Haute couture: molecules and biocatalysts
Abdul Rahman, Mohd Basyaruddin (2010) Haute couture: molecules and biocatalysts.
For the next 50 years, chemistry will be just as fashionable as it has been in the past 50 years. In fact, the role of chemistry is bigger than ever with the help of bioinformatics that are riding the waves of genomic revolution. Bio-based processes and entities are becoming more organic with civilians requesting sustainable approaches to everything. Globally, the runway for the implementation of industrial biotechnology is nearly complete and is ready to overtake harsh chemical processes. However, major issues such as the high capital costs of advanced biocatalysts, organic solvent replacements and bioreactor technologies are the winding roads to progress. Research on enzymes and liquid engineering has brought us to new dimensions of understanding the unknown capabilities of unnatural enzyme systems at the molecular and atomic levels. The development of designer biocatalysts for industrial purposes to substitute traditional processes is gaining interest. Utilisation of local microbial enzymes and our tropical biodiversity for the discovery and identification of new biocatalysts through advanced structural and synthetic biology are the key focuses. In addition, bioinformatics or the in silico approach of designing novel single molecules to macromolecules is a powerful tool to model any mechanism and structure. By all accounts, the efficient use of bio-renewable resources requires blending different systems of chemistry and biology; heterogeneous and homogeneous, enzymes and metals, microbial and yeast, etc. This technology presents current and potential areas in which the use of a biocatalyst is a prerequisite for an economical application in green organic syntheses.
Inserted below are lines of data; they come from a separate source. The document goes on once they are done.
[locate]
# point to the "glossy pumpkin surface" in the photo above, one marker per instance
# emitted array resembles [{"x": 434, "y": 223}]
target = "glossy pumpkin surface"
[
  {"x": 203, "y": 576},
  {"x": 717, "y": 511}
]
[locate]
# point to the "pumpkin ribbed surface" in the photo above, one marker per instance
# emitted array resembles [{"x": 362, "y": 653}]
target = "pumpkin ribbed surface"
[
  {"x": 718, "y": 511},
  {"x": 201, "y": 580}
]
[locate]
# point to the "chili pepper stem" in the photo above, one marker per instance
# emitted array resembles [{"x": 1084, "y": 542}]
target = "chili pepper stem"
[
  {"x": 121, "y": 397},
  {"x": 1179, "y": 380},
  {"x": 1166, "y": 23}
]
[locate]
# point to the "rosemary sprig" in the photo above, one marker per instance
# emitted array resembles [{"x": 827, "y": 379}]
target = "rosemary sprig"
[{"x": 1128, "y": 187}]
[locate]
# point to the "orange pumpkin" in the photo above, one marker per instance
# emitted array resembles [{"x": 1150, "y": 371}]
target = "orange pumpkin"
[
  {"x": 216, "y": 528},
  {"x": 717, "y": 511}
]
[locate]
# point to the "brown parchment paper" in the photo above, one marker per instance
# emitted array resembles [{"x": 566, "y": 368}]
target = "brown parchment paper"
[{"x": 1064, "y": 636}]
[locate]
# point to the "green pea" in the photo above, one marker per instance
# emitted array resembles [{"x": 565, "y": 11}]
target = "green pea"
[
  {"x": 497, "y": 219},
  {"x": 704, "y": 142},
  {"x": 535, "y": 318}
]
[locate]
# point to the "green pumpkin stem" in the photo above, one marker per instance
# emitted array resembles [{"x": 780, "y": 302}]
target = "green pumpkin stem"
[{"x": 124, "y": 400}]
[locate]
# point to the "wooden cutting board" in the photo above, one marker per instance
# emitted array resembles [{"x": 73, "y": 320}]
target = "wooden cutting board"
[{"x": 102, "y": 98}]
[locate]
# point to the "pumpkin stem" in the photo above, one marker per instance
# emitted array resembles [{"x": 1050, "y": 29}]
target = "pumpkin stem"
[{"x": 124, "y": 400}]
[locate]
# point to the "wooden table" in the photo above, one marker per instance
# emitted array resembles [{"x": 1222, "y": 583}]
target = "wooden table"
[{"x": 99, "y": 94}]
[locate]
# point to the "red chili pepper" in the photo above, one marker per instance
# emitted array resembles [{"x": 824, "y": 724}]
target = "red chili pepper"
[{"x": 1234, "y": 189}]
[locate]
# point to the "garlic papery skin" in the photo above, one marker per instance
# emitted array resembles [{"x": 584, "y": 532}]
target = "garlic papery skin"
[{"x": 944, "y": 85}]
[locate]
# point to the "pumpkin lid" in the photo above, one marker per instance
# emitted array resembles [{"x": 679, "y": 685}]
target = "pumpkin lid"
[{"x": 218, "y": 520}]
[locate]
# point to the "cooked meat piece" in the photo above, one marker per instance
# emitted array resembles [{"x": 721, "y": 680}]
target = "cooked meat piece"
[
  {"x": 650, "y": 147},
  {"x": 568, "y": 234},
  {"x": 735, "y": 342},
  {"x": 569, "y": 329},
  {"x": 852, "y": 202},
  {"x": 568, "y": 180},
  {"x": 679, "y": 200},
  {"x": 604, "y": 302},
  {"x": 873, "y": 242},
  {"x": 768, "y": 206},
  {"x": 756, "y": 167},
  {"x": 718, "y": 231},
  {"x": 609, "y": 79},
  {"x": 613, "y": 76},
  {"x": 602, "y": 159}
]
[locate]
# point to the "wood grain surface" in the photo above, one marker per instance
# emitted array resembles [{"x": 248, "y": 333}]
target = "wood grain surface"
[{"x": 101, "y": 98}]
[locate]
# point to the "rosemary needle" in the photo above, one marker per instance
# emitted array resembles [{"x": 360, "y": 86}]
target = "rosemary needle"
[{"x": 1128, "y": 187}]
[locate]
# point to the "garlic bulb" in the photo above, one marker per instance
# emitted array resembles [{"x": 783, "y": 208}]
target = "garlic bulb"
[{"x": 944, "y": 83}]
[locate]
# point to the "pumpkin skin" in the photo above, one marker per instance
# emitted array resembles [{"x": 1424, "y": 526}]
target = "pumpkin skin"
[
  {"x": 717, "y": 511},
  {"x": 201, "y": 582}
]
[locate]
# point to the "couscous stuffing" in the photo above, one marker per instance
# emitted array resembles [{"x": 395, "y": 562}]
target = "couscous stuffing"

Considering the industrial importance of the platform and fine chemicals, the optimal conditions for up scaling the process are evaluated by statistical methods while taking into consideration, all of the sustainable, environmental and economical evaluations. It will be essential for chemists or biological engineers to design and model the biocatalysts to significantly guide and quicken the steps for synthesising new molecules and improve existing systems. We need many new revolutionary molecules and biocatalysts for a plethora of chemical reactions and industrial applications.